Carbohydrate structure and the amount of rings could affect how they are used by organisms. A more simple carbohydrate would be broken down very quickly, but have a smaller energy release while a more complex carbohydrate might take longer to be broken down, but have quite a bit of energy released.

The testers didn't give each sample the same rating. Of course, this makes sense because different people haven't different senses of taste. For example, Marie rated many of the sugars with a higher degree of sweetness than I did. This is most likely because I have a dull sense of taste, since a I eat a lot of spicy stuff.
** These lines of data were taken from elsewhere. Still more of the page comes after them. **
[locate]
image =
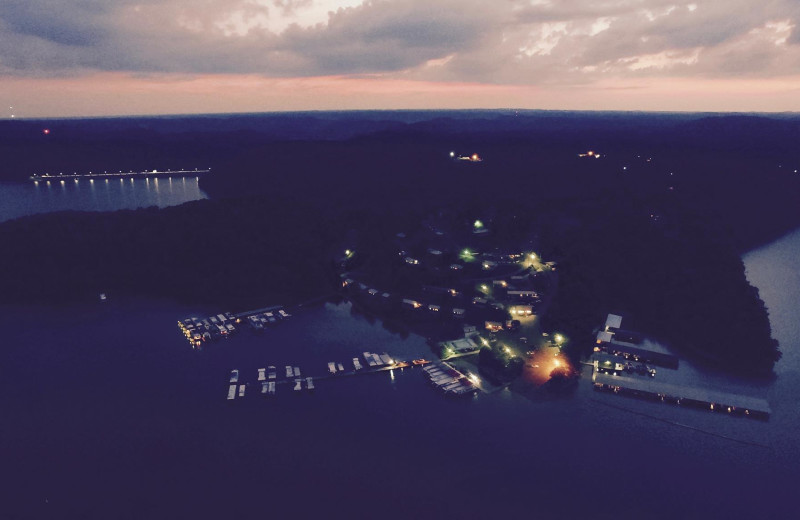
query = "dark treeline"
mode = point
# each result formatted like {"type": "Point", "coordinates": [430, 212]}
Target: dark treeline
{"type": "Point", "coordinates": [655, 227]}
Marie, on the other hand, doesn't eat spicy foods.

Taste buds cause humans to taste sweetness as well as other flavors. However, the amount of taste buds varies from person to person. The more taste buds a person has, the more sensitive their sense of taste is. In the example above, it would be logical to conclude that Marie has more taste buds than me.

What Is Biology?

Jean Lab

                    In this lab, we asked the question: What concentration of bleach is best to fade the color out of new denim material in 10 minutes without visible damage to the fabric? We found that unless the concentration was at least 50%, the solution would literally do nothing. As seen in the data table, all trials for fabric damage and color change resulted in 0's for concentrations less than 50%. Since 50% had a pretty subtle change (average 1) and 100% had a bit of fabric damage, we can conclude that the right concentration is probably somewhere between the two concentration. Our hypothesis was right because indeed there does exist a concentration of bleach that can fade jeans perfectly.  

                   While our hypothesis was supported by our data, there could have been errors due to inexact timing of submerging and washing out of bleach. These timing errors could've affected the results because some samples that were submerged longer would be more faded than others. Also, we noticed that our bleach was a lot less yellow than other bleaches so maybe our bleach was not pure. This could've affected our results by making the jeans a lot less faded than they should've been. In the future, we could have everyone in the class start at the same time and maybe we could have everybody use bleach from the same bleach bottle.

                   This lab was done to demonstrate how difference concentrations of bleach could yield different results on the color and quality of denim jeans. Also, as the very first lab of the year, the lab was probably also for helping students understand how an experiment is carried out. I can relate this experiment to one time when I was doing the laundry, I used too much bleach. The results were not pretty. Based on my experience from this lab, I now know how to bleach my jeans. Although this experiment isn't very applicable to biology, it still helped me understand the steps of executing an experiment.